В действительности, чего не смог мельком не отметить Задонский, сорокалетний Лысенко едва ли мог считаться особенно пожилым. Но в движениях, манерах, интонациях действительно сквозило что-то нарочито стариковское.
– У меня чай дрянной, грузинский. Едва ли вы такой пьете.

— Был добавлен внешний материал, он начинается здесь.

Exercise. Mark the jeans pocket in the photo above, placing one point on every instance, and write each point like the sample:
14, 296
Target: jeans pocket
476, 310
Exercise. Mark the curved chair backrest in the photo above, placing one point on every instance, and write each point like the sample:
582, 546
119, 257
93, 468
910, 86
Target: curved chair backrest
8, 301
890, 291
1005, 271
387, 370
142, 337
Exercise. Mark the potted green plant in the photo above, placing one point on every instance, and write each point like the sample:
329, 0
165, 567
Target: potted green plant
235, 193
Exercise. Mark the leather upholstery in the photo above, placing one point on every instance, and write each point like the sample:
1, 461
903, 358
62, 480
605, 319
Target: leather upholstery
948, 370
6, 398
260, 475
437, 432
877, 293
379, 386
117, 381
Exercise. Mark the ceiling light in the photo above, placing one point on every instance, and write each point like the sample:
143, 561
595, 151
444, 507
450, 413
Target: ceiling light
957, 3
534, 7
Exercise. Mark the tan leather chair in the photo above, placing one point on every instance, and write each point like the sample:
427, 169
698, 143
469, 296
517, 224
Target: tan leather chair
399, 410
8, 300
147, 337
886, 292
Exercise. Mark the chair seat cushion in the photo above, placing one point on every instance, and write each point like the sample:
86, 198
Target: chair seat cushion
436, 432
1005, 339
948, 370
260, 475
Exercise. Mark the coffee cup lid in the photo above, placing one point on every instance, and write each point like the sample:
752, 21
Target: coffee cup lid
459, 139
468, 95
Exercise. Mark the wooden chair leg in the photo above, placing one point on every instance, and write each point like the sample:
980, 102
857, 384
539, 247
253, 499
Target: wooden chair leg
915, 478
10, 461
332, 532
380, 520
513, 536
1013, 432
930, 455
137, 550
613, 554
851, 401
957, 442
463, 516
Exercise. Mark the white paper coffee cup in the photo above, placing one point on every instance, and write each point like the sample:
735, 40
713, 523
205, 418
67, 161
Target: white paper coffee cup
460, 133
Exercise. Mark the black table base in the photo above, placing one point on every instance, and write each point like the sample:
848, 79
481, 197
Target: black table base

– Ох вы и молоды… – Лысенко сердито поморщился. – Но с вас-то чего и взять по вашим годам, а вот кое-кто постарше бы и должен объяснить, что не стоит нынче соединять такие два словечка, как «грузинский» и «дрянной». Ну да куда там! Нешто полубогу есть время заботиться, чтоб с простыми смертными подчиненными чего не приключилось? Пусть лучше будут красивыми героями. Ну и сгинут ни за грош, если что. Их-то, простых смертных, никакие заграничные конгрессы не защищают.
– Я не вполне понимаю вас, Трофим Денисович.
– Бросьте. Все вы превосходно понимаете. Прекратите, Юрий Сергеевич. Вы уже себя показали, нагрубили старику. Будь здесь ваш Вавилов, он вполне остался бы удоволен. А теперь стоит бы подумать и головой. Я разве врагом к вам пожаловал? Не поленился, между тем, адрес узнать. А чего ради? Как мыслите?
– Я промолчу о своих догадках, дабы вновь не оказаться невежливым.
– Думаете – старый лис пришел меня, честного и гордого, переманивать, сейчас будет блага сулить, чтоб я учителя моего предал уговаривать? – Улыбка академика сделалась отечески ласковой. – Так ведь? Это вы и подумали?
– Я буду счастлив услышать, что дело обстоит иначе.
– Да черта с два иначе! – Лысенко даже не вскрикнул, а скорее взвизгнул. – Так оно и есть! Ну и не надо на меня глядеть с таким изумлением. И не надо тут мне разводить интеллигентщину, предлагать выйти вон и прочие сцены. Я, по крайности, говорю честно. Да, так. И вместе с тем – не совсем так. Довольно бы всё раскрашивать в черное да белое. Жизнь, она, молодой человек, обыкновенно больше серенькая. Не всё так просто. Мне, может, вас попросту жалко. У вас, Юрий, большое будущее, если сами его не испортите. Ваш драгоценный Николай Иванович вот возьмет да эмигрирует завтра. Другим нельзя, не двадцатый год на дворе. А ему можно. Ему все можно. И вот он уедет, а вы-то останетесь.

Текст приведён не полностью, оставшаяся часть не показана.